International crude oil prices have seen some reduction
Fuel prices decrease marginally
Checks at various pumps have revealed that some Oil Marketing Companies (OMCs) have started revising their prices this morning.
The Institute of Energy Security (IES) has stated that prices on the market will go down marginally before the close of the weekend.
This is because the Bulk Oil Distribution Companies are feverishly preparing their profitability statement with the anticipation of a fall in petroleum prices.
“Per the 3.60% decrease in the price of the International Benchmark- Brent crude together with the 7.20% decrease in Gasoline price, the 4.55% decrease in Gasoil price, the Institute for Energy Security projects a downward adjustment in the price of fuel per litre at the various pumps despite the marginal depreciation of the cedi by 0.33%”, it said in a statement.
Total has dropped its prices by more than 2% per litre. This means diesel is now selling at 6.80 per litre, from the previous 6.96 whiles petrol is going for 6.80, compared with the earlier price of 6.99.

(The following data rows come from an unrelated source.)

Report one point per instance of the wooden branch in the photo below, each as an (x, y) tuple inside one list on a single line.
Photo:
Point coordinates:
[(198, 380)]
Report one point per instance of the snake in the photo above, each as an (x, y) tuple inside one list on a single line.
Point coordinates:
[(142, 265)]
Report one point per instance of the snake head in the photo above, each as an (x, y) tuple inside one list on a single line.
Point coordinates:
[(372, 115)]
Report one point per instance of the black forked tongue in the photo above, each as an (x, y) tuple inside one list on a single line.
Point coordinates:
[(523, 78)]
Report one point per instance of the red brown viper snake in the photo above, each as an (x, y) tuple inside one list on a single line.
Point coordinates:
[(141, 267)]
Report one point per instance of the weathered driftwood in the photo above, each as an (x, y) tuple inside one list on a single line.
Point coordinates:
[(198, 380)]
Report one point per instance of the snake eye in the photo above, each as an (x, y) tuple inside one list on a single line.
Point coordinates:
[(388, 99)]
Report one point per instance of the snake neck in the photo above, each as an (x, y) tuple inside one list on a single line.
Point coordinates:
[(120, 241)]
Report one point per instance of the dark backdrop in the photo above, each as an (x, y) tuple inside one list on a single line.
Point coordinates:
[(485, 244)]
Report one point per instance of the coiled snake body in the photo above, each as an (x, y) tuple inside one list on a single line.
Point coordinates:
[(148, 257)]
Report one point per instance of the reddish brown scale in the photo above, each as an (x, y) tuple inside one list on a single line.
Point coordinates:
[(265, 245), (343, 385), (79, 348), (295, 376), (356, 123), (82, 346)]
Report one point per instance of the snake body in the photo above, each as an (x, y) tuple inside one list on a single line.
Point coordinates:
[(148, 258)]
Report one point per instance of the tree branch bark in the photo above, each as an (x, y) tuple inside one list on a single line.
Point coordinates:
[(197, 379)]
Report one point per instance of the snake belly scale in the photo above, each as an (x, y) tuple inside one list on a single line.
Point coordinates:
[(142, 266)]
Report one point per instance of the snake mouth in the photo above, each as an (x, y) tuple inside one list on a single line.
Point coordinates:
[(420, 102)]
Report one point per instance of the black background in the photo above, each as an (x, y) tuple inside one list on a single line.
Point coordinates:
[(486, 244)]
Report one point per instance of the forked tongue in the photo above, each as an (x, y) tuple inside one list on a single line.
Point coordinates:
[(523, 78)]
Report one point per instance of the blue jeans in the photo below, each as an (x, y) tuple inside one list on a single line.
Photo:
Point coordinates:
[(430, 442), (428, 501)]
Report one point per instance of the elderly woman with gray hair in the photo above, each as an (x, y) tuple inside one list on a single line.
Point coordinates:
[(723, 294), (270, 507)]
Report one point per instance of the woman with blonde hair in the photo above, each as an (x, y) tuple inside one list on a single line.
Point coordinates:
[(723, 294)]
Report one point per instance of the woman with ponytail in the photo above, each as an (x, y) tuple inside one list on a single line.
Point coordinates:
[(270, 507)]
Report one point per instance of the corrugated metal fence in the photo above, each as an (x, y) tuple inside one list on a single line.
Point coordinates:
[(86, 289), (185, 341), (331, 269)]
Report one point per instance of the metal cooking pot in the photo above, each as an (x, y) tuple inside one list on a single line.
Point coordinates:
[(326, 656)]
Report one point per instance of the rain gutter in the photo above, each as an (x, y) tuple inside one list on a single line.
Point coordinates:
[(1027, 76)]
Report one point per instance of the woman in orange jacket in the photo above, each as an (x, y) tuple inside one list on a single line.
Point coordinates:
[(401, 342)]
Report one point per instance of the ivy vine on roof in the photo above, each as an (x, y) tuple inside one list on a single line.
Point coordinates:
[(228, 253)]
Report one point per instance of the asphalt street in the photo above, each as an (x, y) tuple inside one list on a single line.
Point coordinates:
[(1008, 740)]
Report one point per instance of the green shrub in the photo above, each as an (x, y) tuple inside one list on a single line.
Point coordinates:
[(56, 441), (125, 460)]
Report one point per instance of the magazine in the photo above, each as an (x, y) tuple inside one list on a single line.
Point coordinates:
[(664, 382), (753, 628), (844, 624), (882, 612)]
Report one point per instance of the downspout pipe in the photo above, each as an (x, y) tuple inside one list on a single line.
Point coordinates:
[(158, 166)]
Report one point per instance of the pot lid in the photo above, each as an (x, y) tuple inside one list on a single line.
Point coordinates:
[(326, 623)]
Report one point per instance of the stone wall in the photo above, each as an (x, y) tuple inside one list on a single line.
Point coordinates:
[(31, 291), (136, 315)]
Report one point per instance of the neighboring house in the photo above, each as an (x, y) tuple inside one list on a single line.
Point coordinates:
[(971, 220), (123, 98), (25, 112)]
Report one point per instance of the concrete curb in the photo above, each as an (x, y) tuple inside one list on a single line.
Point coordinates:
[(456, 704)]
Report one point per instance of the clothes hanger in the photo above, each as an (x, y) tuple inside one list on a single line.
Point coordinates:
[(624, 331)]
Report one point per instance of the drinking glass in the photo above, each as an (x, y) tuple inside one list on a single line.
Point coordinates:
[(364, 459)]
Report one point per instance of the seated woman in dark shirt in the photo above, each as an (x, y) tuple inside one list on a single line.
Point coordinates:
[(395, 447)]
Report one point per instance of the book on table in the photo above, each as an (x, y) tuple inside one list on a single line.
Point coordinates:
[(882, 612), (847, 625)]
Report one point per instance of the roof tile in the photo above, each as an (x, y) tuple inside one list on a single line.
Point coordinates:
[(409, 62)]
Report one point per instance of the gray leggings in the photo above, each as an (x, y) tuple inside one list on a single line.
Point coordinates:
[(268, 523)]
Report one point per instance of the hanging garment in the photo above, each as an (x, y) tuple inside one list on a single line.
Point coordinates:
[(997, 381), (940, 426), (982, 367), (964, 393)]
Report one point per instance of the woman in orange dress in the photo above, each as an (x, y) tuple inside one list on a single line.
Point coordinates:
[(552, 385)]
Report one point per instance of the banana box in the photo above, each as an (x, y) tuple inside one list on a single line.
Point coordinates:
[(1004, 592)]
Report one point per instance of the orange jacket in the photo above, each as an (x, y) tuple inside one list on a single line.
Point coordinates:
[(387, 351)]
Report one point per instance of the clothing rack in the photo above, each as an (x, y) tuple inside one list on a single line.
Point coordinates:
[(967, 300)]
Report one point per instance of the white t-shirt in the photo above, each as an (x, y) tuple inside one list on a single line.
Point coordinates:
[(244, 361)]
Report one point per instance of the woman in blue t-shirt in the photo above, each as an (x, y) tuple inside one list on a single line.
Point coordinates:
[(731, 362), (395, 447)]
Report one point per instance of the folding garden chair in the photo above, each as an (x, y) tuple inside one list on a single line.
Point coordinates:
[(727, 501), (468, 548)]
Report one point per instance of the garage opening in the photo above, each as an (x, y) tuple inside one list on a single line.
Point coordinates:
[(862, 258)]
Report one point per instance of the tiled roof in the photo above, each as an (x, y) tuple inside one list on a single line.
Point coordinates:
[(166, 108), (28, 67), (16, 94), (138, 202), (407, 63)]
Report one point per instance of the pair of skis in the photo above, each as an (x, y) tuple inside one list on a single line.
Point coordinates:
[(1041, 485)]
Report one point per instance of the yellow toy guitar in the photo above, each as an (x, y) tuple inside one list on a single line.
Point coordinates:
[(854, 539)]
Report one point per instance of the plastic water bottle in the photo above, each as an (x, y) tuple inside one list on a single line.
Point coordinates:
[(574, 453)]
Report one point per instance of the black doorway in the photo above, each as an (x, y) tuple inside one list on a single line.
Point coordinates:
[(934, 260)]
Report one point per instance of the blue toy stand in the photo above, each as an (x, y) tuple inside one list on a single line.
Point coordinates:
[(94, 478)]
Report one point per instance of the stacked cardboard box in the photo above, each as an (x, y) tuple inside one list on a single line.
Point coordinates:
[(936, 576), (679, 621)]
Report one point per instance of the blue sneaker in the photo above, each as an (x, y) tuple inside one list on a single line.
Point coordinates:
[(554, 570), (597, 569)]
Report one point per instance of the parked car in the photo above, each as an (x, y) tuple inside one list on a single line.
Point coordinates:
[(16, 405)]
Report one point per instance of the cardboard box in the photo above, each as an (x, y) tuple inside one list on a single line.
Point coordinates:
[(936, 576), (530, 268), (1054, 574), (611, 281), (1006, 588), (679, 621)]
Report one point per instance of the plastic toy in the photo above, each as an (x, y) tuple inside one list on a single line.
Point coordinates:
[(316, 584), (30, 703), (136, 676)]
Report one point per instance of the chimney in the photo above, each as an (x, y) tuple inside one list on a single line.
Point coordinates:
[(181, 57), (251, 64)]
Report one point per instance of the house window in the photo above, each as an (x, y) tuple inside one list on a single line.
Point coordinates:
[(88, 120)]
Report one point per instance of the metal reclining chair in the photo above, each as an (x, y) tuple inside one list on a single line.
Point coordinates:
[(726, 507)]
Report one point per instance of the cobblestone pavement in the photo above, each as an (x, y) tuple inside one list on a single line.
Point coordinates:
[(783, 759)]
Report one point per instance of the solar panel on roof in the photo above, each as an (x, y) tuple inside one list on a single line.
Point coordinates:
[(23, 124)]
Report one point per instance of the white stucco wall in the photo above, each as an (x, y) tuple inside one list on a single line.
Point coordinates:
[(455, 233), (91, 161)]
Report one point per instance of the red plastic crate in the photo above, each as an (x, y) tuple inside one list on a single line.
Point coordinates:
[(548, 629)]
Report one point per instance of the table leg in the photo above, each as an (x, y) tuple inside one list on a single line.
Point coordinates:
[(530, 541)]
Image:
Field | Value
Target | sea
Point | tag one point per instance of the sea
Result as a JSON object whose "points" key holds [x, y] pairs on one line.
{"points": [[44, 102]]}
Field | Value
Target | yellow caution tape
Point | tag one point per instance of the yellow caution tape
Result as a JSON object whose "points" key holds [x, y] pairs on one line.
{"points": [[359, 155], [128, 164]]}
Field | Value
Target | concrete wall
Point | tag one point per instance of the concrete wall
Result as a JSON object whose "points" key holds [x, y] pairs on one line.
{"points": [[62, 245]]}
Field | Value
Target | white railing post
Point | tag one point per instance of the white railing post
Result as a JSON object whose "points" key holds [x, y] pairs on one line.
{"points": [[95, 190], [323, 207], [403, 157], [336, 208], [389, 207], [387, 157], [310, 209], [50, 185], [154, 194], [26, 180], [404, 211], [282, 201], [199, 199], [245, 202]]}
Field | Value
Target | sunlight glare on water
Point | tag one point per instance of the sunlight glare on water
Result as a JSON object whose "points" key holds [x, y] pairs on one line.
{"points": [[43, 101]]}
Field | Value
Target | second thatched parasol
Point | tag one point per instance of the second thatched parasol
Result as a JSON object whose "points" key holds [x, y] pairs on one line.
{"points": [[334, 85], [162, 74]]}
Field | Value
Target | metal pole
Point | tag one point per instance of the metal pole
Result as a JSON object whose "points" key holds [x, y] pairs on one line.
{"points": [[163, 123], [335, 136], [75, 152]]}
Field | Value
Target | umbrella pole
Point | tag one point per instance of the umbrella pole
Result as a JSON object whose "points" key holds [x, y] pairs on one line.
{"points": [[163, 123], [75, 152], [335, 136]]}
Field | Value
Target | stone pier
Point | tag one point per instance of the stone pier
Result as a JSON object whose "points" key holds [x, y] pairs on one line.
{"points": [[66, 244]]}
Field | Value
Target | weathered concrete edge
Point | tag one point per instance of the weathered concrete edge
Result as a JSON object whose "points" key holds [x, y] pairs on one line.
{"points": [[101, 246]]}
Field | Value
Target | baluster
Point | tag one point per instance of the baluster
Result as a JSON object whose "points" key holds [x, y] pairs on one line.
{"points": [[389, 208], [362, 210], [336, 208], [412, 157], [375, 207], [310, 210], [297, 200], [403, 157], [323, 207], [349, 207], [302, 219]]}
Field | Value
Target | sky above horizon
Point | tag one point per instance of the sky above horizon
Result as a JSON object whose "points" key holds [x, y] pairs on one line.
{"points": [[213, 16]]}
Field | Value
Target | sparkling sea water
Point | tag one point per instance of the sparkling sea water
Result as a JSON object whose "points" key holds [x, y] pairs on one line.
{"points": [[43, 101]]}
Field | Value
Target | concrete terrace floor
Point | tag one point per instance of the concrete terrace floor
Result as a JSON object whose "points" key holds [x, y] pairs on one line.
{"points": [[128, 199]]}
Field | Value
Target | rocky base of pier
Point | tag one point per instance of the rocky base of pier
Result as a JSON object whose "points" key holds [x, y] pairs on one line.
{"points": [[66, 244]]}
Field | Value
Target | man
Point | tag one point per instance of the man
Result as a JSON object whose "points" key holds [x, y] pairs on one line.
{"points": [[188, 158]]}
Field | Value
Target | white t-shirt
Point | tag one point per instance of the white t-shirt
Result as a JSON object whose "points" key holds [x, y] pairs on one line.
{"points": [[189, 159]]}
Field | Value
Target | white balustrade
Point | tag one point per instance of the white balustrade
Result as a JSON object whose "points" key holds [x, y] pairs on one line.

The reduction is in line with the two-week review of petroleum prices, which has been influenced by the current decline in crude oil prices on the world market.
For the local fuel market, prices increased marginally within the window under review.
Majority of the OMCs increased their prices to reflect changes in the exchange rate and the international market.
Prior to the end of the window, some OMCs, reduced their prices by cutting down their margins in the Price Build-Up (PBU).
Based on these activities, the current national average price of fuel per litre at the pump is pegged at ¢6.81 for both diesel and petrol, representing an increment from the previous window’s national average price of ¢6.71 per litre.
According to the IES Market-Scan, Total, Engen, Allied, Petrosol, Shell, Puma, and Goil had the highest-priced fuel on the market.